Esses dados também são parte de um esforço internacional para se combater crimes como lavagem de dinheiro. O e-Financeira foi criado depois que o Brasil assinou em 2014 um acordo com os Estados Unidos em que os países compartilham dados que ajudem a identificar potenciais crimes financeiros.
Haddad disse que governo vai editar medida provisória para garantir que Pix não seja taxado e não viole sigilo bancário
O monitoramento do Pix não viola o sigilo bancário?
A Receita Federal diz que o sigilo bancário — regulado pela Lei Complementar 105/2001— não é violado com o monitoramento de dados do Pix através das declarações e-Financeira. A lei detalha os casos em que o sigilo bancário pode ser quebrado — mas isso sempre envolve a necessidade de decisões judiciais específicas.

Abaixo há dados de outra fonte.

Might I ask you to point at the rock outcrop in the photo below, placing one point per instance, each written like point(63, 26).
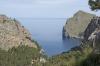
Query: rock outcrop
point(76, 25)
point(13, 34)
point(92, 33)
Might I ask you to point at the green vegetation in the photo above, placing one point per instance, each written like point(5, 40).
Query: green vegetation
point(94, 4)
point(20, 56)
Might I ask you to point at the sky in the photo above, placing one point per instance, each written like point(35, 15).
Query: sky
point(43, 8)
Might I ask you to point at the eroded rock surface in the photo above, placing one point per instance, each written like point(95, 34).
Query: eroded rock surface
point(13, 34)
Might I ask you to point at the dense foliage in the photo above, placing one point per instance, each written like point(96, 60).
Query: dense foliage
point(94, 4)
point(20, 56)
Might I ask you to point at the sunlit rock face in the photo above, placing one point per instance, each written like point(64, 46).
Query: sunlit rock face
point(13, 34)
point(76, 25)
point(92, 33)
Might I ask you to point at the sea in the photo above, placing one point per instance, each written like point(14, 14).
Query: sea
point(48, 33)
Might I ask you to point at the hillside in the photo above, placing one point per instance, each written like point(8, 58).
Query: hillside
point(76, 25)
point(13, 34)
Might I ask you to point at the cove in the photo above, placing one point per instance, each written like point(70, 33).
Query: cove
point(48, 33)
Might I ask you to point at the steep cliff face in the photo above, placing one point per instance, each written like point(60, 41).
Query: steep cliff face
point(76, 25)
point(13, 34)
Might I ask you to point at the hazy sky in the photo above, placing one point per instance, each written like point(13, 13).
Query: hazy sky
point(43, 8)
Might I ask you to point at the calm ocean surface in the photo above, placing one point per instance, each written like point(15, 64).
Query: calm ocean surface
point(48, 33)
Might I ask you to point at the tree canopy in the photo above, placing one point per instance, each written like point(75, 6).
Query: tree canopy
point(94, 4)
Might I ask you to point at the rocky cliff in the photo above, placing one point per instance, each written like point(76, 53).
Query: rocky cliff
point(76, 25)
point(13, 34)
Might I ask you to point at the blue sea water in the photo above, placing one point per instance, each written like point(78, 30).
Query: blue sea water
point(48, 33)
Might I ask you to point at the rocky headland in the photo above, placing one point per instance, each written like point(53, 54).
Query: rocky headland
point(76, 25)
point(13, 34)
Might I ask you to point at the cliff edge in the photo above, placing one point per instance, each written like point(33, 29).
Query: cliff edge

No caso do monitoramento de dados através das declarações e-Financeira, o sigilo não está sendo violado porque a Receita não tem acesso a detalhes das transações de Pix, como quantas transações foram feitas, a natureza do dinheiro envolvido e com quem foi feita a transação.
Os dados repassados à Receita são apenas consolidados — e nos casos em que o total mensal das transações são superiores aos estabelecidos pela regra (mais de R$ 5 mil mensais para pessoas físicas ou R$ 15 mil para pessoas jurídicas).
Esses consolidados são usados para checar se não há inconsistências com o que foi declarado por pessoas e empresas em outras declarações, como no caso da declaração do imposto de renda.
Quais os riscos de monitoramento do Pix? Pode haver taxação?
Na quarta-feira (16/1), quando foi feito o anúncio do recuo do governo federal nas novas regras do Pix, o ministro da Fazenda, Fernando Haddad, disse que o governo vai editar uma Medida Provisória para reforçar a gratuidade do uso do Pix e todas as cláusulas de sigilo bancário em torno do método.
A Fenacon — federação de empresas de contabilidade — disse na época em que o Pix passou a ser monitorado que "a Receita Federal tem acesso a um volume maior e mais detalhado de dados sobre as transações financeiras das empresas, o que permite uma fiscalização mais rigorosa e eficiente".
No entanto, a entidade também alertou para riscos que as pequenas empresas sofrem com o cruzamento de dados do Pix. A Fenacon enumerou três problemas:
- Aumento do risco de autuações fiscais: "com base nas informações obtidas pelas transações por Pix, a Receita Federal pode autuar empresas que não estejam cumprindo suas obrigações fiscais, como a emissão de notas fiscais ou o pagamento de impostos".
- Necessidade de maior controle fiscal: "as empresas precisam ter um controle fiscal mais rigoroso, registrando todas as suas transações de forma correta e documentando-as adequadamente. Isso inclui manter um livro caixa atualizado e emitir notas fiscais para todas as vendas, mesmo para pequenas quantias."
- Custos com profissionais contábeis especializados: "o aumento da complexidade da gestão fiscal pode levar à necessidade de contratar profissionais contábeis especializados".